It happens with MBTI as it does with most social groups. People like to feel set apart from the unwashed masses in some way. This can be accomplished by believing one possesses special truth, has unique insight, is more skilled or intelligent, etc. I think it is human nature applied to MBTI.
I also think some people are unlikely to view MBTI as a group with the kinds of cohesion you see elsewhere. It does generate those tight social groups, but it has taken a long time for me to understand that. I have no sense of belonging as a community member with any MBTI site even when I post on my type site (outside of a few direct friends, rather than belonging in a social role). It's more like observation. Because it is a theory, it can seem detached. When applied, it can become socially based.
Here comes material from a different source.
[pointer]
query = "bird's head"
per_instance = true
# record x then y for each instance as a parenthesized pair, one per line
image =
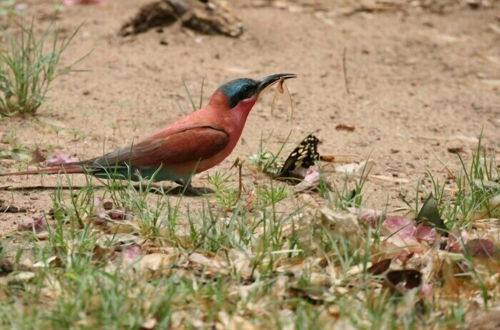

Edit: This seems like an important distinction because I have seen it become the core issue for various online controversies. Those members who have a strong sense of group dynamics do much better interacting with the core groups on forums. They can cross type forums better as well. Familiarity with church groups, small-medium sized towns, and any other tight-knit social groups that function on that level helps a person understand instinctively the kinds of faux pas and entitlements that go unspoken in group dynamics. People who do not have the experience or ability to embrace those dynamics can end up harshly judged because it is assumed they do understand it, but are directly violating and offending. Or else the outsider behavior becomes so incomprehensible and foreign, that it is assumed it must be negatively motivated. I have limited ability to function in social dynamics. Because of all of this, I have patience for someone who is socially "out of line", but I know it can just as easily be me due to social spaciness.